The Tunel staining of paraffin sections of mouse tumor tissues was conducted according to the kit instruction (Servicebio G1504). Briefly, the sections were dewaxed in xylene, gradient Ethanol solution (100%, 90%, 70%), and distilled water. Sections were covered in Proteinase K (20 μg/mL) solutions and incubated for 30 min at 37 °C. Then 0.5% Triton X-100 was used for permeation. Tunel stain solution was prepared according to the manufacturer’s protocol and added to sections incubating for 60 min at 37 °C. After the DAPI staining, sections were observed with a fluorescence microscope (Nikon eclipse C1).

In vivo studies

Female BALB/c nude mice (6-week-old) were purchased from Huafukang Bioscience (Beijing, China). Mice were housed in a specific pathogen-free animal facility. 2 × 106 H1975 cells were resuspended in 100 μL PBS and subcutaneously injected into the flanks of mice (n = 5 for each group). Mice were euthanized and tumors were stripped until the longest diameter was up to 15 mm.
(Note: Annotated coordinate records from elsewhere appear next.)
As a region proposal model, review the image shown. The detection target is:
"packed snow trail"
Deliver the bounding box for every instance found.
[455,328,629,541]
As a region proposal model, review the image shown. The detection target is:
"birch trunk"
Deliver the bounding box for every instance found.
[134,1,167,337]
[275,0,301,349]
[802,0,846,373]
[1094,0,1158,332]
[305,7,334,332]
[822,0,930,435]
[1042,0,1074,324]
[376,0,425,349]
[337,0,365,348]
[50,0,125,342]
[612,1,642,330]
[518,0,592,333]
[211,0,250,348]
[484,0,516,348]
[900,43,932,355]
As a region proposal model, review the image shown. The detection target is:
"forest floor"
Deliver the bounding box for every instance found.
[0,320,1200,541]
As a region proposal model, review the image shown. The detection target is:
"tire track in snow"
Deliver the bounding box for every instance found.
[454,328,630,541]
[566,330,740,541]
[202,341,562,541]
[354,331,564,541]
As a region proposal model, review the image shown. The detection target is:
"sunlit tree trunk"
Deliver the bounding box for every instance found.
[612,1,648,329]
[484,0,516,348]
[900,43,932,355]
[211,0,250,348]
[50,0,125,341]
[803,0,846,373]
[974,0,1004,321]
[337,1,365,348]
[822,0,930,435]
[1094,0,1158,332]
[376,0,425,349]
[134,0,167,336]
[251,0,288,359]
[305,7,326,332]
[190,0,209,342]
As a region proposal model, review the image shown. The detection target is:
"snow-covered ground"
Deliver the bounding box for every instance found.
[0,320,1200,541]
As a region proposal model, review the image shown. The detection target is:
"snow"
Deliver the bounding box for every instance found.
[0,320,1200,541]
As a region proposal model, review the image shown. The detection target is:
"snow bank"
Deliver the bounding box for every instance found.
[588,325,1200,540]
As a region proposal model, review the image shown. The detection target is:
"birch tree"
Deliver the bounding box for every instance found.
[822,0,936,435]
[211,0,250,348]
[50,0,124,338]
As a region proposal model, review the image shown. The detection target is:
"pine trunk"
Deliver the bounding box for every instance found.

The tumor volume was calculated by: V = L × W2 × 0.5 (L = longest diameter and W=shortest diameter). The lung metastasis model was established by injecting tumor cells into mouse tail veins (n = 5 for each). Lung tissues were removed after 6 weeks.

Statistical analysis

Pearson correlation coefficient was calculated in correlation analyses. Two-tailed unpaired Student’s t-test was used for comparison between the two groups. Multiple groups were compared using one-way ANOVA. All data were represented as mean ± SD or mean ± SEM. P-value < 0.05 was considered statistically significant. R version 4.0.5 and GraphPad Prism v8 were used for data analysis.